Implementing hierarchical priors encoded in tree structures

The symbolic structure for doing recursive computation is pytensor.scan. You can read about its usages here. You just have to change how you’re thinking about the problem. First, you will need to store the whole population of nodes in a single flat vector. At each step, you have to compute the parent locations, mutate the parents, then store the children. Here’s a binary tree to illustrate what I mean:

import numpy as np
n_levels = 7

# This will hold the whole population of nodes
binary_tree = np.zeros(2 ** n_levels - 1)

for level in range(1, n_levels):
    parent_start = 2 ** (level - 1) - 1
    parent_end = 2 ** level - 1
    parent_idx = np.arange(parent_start, parent_end)
    
    child_start = 2 ** level -1 
    child_stop = 2 ** (level + 1) - 1
    child_idx = np.arange(child_start, child_stop)
    
    # Here the mutation is just to add one to the left node and subtract one from the right node
    binary_tree[child_idx] = binary_tree[parent_idx].repeat(2) + np.tile(np.array([1, -1]), len(parent_idx))

Visualize the results:

import pandas as pd
import networkx as nx
import matplotlib.pyplot as plt

geneology = np.r_[-1, np.arange(2 ** (n_levels-1) - 1).repeat(2)]
edges = pd.DataFrame(np.c_[geneology, np.arange(2 ** n_levels - 1)], columns=['parent', 'child'])
edges['weight'] = binary_tree

G = nx.from_pandas_edgelist(edges.iloc[1:], 'parent', 'child', edge_attr='weight', create_using=nx.DiGraph)
pos = nx.drawing.nx_pydot.graphviz_layout(G, prog='dot', root=0)

fig, ax = plt.subplots(figsize=(14,4))
nx.draw_networkx(G, pos, node_color=edges.weight, labels=edges.weight, ax=ax, )

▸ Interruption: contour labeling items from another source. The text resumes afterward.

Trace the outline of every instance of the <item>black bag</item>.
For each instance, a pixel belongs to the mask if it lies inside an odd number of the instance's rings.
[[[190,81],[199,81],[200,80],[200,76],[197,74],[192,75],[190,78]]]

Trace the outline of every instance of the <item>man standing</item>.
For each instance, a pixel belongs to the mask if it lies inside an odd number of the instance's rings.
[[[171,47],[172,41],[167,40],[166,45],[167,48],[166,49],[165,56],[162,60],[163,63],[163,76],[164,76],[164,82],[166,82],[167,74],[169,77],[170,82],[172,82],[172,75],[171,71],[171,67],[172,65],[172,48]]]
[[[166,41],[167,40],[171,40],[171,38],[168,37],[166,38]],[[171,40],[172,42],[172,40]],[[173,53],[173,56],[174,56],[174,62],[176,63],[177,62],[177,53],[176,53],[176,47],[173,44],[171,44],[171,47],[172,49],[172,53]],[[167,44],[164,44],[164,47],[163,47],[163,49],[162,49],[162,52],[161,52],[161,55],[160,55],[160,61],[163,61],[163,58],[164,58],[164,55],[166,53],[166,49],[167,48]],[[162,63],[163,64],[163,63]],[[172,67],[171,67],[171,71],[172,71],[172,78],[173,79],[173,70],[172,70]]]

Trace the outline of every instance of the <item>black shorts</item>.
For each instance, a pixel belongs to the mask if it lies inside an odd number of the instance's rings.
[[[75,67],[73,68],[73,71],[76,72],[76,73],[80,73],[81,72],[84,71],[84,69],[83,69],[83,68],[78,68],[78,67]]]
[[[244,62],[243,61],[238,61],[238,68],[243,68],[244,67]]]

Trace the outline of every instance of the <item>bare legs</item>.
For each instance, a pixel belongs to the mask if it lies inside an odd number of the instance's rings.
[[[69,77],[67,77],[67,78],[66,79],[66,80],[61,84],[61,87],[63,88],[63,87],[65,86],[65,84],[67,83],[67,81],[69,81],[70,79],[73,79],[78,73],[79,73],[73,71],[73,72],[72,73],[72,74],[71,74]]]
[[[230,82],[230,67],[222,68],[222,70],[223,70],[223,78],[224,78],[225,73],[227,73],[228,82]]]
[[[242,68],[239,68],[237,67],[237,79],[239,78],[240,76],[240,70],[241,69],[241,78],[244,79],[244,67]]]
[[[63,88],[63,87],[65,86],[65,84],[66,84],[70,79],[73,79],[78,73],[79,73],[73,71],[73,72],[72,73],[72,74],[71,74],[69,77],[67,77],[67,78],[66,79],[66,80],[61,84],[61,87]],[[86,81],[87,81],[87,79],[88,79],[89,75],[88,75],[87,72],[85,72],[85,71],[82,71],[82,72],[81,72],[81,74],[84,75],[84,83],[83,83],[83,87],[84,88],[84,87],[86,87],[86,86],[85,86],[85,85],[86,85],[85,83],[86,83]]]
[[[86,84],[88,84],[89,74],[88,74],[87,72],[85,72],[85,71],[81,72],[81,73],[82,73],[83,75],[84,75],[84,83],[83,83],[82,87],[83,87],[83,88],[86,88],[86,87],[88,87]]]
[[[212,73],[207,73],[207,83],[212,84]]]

Looks right to me, so we can go ahead and implement this in pytensor using a scan and random variables:

import pytensor
import pytensor.tensor as pt
import pymc as pm

def grow_tree(level, tree, sigma):
    parent_start = 2 ** (level - 1) - 1
    parent_end = 2 ** level - 1
    parent_idx = pt.arange(parent_start, parent_end)
    
    child_start = 2 ** level -1 
    child_stop = 2 ** (level + 1) - 1
    child_idx = pt.arange(child_start, child_stop)
    
    # Shape of children is (2, n_parents) because each parent has 2 offspring
    children = pm.Normal.dist(mu=tree[parent_idx], 
                                sigma=sigma, 
                                size=(2, parent_idx.shape[0]))
    
    # Need to transpose children because ravel operates row-major. Children is currently shape
    # (child, parent), which will ravel to [child 1 of parent 1, child1 of parent 2, child 1 of parent 3, 
    # ...], but we want [child 1 of parent 1, child 2 of parent 1, child 1 of parent 2, ...]
    tree = pt.set_subtensor(tree[child_idx], children.T.ravel())
    
    return tree

n_levels = 7
init_tree = pt.zeros(2 ** n_levels - 1)
init_tree = pt.set_subtensor(init_tree[0], pm.Normal.dist(0, 1))

res, _ = pytensor.scan(grow_tree,
                       sequences=[pt.arange(1, n_levels)],
                       outputs_info=[init_tree],
                       non_sequences=[1]) 

final_tree = res[-1]
lowest_level = final_tree[2**(n_levels - 1) - 1:2 ** n_levels - 1]

You can do lowest_level.eval() to check what you get out. If you want to use this inside a pymc model, you will have some additional challenges, because you are missing some boilerplate related to scan and CustomDistributions, see here for guidance. More importantly, I don’t think PyMC can infer the logp of models with slicing – @ricardoV94 ? Luckily your model is just a really strange random walk with drift, so it should be possible to work out the logp yourself and implement it.